Another recommendation seems to suggest in effect, that agencies treat enough false reports as, in itself, evidence of abuse or neglect. That would encourage more malicious reports, as in: “If I just call often enough, they’ll have to substantiate it!” Still another recommendation would needlessly slow down reunification.

It’s the same idiocy that led to passage of similar laws in the wake of the revelations of abuse by another Pennsylvania foster parent – Jerry Sandusky. 

Then, having shown no vision, no insight into their own failings and no creativity about solutions, the county report says: Everything will be fine if you just give us more money!
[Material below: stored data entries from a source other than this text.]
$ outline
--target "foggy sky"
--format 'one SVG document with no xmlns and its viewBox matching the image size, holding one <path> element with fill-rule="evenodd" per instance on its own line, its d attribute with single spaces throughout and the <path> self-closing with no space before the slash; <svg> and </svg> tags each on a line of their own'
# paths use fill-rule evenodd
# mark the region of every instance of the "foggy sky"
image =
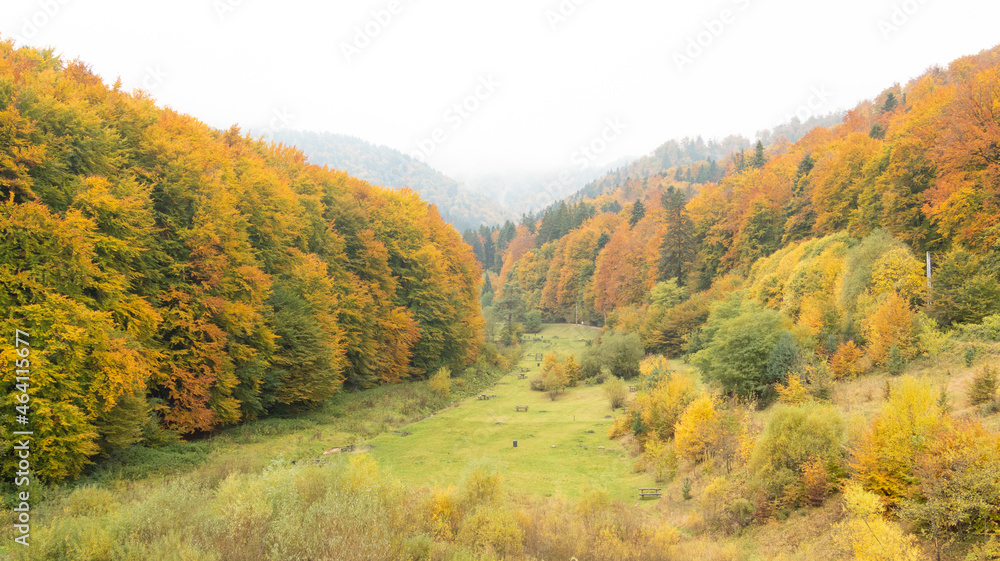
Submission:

But Pennsylvania already spends on child welfare at the ninth highest rate in America  even when rates of child poverty are factored in.

When the children are inconvenient – institutionalize ‘em!


But it gets worse still.

Having ignored the urgent need to keep children out of the system entirely, they actually recommend making it easier to use the very worst option for children – institutionalizing them. (Of course, they couldn’t know that this recommendation would become public just weeks after still another institution was exposed as a hellhole -- Pennsylvania’s own Glen Mills.)

But even when they’re not Glen Mills, Institutions don’t work --  except for CPS agencies. They can use institutions to get youth like Susan Hunsicker, whose problems the system did so much to cause in the first place -- off their hands and make them someone else’s problem.

The William Barr approach to full disclosure


A page from the report indicates how little
the State of Pennsylvania really wants us to know.

And finally, it’s a good thing there have been detailed news accounts describing what happened in this case, because it’s impossible to figure out from the public version of this report. That part of the report has been redacted into meaninglessness.  In fact, trying to figure out what happened to Susan Hunsicker based on this report is like trying to understand the Mueller Report based on William Barr’s summary.

Laws such as the Child Abuse Prevention and Treatment Act put a lot of faith in fatality reviews. So does the execrable report from the so-called Commission to Eliminate Child Abuse and Neglect Fatalities.

But, as the report on the death of Susan Hunsicker makes clear, fatality review can be fatally flawed.